Venous Stasis Ulcers
Venous Stasis Ulcers are wounds or open sores in the lower extremities, which are slow to heal and often recur. They affect over 500,000 people in the United States and account for approximately 75% of all leg ulcers. They are typically associated with untreated venous insufficiency or may be a complication of post-thrombotic syndrome (blood clots). The patient may suffer from pain, infection and disfigurement. Treatment of the underlying venous problem is critical to successfully closing the ulcer. Now, recent advances in minimally invasive vein treatment offer long lasting cures without the need for endless wraps, lotions, compression stockings and Unna boots. Because of the difficulty in healing ulcers and their propensity to recur, venous ulcers should be prevented at all cost, and should be evaluated immediately. A duplex ultrasound test will be utilized to establish the presence of reflux (abnormal blood flow) in the veins, which distinguishes venous stasis ulcers from other types (ischemic and diabetic).
Chronic Venous Insufficiency
While venous insufficiency is defined as venous reflux (backflow) resulting from broken venous valves, Chronic Venous Insufficiency (CVI) is a more advanced vein condition where damage is being caused to the skin.
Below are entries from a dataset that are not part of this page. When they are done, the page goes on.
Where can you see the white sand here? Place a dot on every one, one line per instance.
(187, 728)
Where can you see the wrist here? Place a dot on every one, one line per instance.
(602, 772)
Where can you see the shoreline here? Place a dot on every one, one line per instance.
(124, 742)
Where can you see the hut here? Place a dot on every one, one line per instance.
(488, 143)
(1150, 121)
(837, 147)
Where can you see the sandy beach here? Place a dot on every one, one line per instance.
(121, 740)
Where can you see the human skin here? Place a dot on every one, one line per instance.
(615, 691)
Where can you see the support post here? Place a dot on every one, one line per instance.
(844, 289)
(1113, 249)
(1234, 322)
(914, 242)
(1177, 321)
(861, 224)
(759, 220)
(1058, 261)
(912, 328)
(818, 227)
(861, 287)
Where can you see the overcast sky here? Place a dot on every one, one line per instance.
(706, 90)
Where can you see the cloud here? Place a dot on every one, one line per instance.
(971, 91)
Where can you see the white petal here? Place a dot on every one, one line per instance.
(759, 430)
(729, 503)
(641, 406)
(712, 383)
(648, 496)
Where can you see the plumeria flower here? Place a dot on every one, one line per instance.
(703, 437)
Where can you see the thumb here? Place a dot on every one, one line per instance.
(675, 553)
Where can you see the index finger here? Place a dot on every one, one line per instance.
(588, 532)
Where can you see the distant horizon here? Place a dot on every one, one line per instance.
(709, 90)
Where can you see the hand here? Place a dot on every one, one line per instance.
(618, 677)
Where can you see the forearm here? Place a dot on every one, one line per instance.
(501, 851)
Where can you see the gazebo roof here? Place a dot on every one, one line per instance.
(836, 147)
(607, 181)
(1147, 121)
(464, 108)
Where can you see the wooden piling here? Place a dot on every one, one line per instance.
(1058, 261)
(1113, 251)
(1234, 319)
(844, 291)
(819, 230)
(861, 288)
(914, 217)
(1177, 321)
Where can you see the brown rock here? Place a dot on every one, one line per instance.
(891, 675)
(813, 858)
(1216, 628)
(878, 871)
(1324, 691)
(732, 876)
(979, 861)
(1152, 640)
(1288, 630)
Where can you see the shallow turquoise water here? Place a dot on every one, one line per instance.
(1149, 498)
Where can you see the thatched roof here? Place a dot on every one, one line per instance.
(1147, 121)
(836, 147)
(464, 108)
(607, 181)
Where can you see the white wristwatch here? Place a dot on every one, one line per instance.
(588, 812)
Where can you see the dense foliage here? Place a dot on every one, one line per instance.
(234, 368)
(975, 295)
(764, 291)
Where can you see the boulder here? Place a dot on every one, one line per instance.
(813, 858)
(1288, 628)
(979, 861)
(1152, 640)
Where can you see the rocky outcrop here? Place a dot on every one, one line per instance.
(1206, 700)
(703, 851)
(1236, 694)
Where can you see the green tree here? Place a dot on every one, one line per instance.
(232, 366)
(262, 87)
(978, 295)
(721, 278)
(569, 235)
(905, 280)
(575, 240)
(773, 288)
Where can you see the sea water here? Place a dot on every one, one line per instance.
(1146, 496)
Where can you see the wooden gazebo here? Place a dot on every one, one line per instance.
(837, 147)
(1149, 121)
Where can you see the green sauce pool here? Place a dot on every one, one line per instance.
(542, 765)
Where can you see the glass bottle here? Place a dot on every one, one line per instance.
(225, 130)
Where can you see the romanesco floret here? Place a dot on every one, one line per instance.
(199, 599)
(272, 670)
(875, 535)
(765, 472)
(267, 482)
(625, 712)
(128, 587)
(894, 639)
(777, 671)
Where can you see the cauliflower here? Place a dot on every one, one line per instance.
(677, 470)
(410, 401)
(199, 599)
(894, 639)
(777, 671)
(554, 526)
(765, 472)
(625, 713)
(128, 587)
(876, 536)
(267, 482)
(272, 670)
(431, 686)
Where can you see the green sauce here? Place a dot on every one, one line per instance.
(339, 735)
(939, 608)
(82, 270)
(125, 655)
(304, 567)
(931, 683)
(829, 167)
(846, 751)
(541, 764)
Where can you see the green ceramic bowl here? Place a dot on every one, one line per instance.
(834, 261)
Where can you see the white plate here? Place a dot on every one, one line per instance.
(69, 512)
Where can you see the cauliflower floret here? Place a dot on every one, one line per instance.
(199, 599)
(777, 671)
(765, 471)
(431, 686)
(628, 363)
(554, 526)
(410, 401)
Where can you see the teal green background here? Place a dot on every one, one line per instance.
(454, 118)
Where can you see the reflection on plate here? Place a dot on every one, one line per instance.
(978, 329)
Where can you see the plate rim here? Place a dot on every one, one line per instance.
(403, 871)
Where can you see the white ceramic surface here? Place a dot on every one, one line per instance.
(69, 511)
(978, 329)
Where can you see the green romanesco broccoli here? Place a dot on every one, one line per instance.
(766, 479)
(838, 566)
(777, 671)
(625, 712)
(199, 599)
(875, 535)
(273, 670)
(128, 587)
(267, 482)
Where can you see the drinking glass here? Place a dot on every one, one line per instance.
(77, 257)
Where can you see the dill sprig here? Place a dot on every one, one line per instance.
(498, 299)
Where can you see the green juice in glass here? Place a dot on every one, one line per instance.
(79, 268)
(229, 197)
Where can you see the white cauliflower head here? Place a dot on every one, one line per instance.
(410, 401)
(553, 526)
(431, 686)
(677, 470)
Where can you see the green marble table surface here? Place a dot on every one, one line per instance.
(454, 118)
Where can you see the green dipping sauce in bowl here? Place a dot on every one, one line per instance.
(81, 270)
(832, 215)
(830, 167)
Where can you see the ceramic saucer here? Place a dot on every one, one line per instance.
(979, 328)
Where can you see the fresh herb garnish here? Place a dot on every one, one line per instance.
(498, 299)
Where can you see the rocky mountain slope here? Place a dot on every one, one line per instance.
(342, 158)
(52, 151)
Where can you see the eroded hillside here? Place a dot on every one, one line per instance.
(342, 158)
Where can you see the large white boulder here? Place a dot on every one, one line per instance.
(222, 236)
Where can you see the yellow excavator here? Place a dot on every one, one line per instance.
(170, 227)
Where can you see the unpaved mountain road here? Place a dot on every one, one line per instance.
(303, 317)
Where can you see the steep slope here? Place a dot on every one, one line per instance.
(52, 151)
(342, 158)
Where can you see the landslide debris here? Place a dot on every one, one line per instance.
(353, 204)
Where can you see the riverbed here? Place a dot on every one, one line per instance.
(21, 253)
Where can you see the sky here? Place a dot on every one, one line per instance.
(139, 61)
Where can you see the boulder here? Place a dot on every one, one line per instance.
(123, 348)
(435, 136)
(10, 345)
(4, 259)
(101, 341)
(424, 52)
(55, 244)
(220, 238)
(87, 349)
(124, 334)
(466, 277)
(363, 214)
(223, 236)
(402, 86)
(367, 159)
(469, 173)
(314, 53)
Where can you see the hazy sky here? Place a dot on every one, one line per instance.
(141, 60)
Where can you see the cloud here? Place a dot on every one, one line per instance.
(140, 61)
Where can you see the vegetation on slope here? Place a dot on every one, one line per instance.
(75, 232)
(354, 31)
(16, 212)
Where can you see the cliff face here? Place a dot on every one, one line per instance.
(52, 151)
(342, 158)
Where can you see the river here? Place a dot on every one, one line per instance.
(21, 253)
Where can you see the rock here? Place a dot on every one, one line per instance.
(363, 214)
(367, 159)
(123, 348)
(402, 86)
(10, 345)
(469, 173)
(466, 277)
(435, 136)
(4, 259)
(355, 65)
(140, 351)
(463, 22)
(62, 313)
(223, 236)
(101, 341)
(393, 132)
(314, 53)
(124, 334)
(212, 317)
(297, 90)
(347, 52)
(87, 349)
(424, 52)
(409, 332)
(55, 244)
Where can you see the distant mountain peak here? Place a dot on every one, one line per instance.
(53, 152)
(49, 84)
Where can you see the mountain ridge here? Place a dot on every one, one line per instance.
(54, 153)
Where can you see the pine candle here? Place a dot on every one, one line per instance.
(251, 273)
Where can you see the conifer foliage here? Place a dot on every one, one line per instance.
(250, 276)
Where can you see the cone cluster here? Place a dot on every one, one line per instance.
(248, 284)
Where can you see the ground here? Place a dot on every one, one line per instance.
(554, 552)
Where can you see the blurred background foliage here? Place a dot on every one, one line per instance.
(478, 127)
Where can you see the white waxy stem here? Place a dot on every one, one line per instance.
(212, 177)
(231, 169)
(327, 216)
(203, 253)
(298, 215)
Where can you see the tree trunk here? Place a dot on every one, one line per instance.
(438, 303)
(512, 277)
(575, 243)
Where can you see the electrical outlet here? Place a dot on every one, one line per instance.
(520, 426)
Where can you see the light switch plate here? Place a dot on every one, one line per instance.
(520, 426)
Just as smoking damages the lungs, varicose veins over years can damage the skin, resulting in discoloration, changes in skin texture, and even venous skin ulcers. A combination of endovenous laser ablation, ambulatory phlebectomy and endovenous chemical ablation may be used to treat the diseased veins. It’s important to seek vein treatment sooner, rather than later, to prevent the development of Chronic Venous Insufficiency.
Deep Vein Thrombosis
Deep Vein Thrombosis (DVT) is a common but serious medical condition that occurs in approximately 2 million Americans each year. A DVT is a blood clot in one of the deep veins of the leg. While this can cause significant local symptoms, the greatest concern is the possibility of the clot loosening and travelling to the lungs, which is known as Pulmonary Embolism, and can be fatal. Risk factors for DVT include prior DVT, family history of DVT, prolonged bed rest, surgery, pregnancy, limb immobilization, chronic lung disease, and autoimmune diseases. Only about half of people with DVT experience symptoms, which can include pain, swelling, tenderness, discoloration in affected area and skin that is warm to the touch. The condition must be diagnosed via a duplex venous ultrasound. Most DVTs are managed with a combination of anticoagulation medications, compression stockings and walking.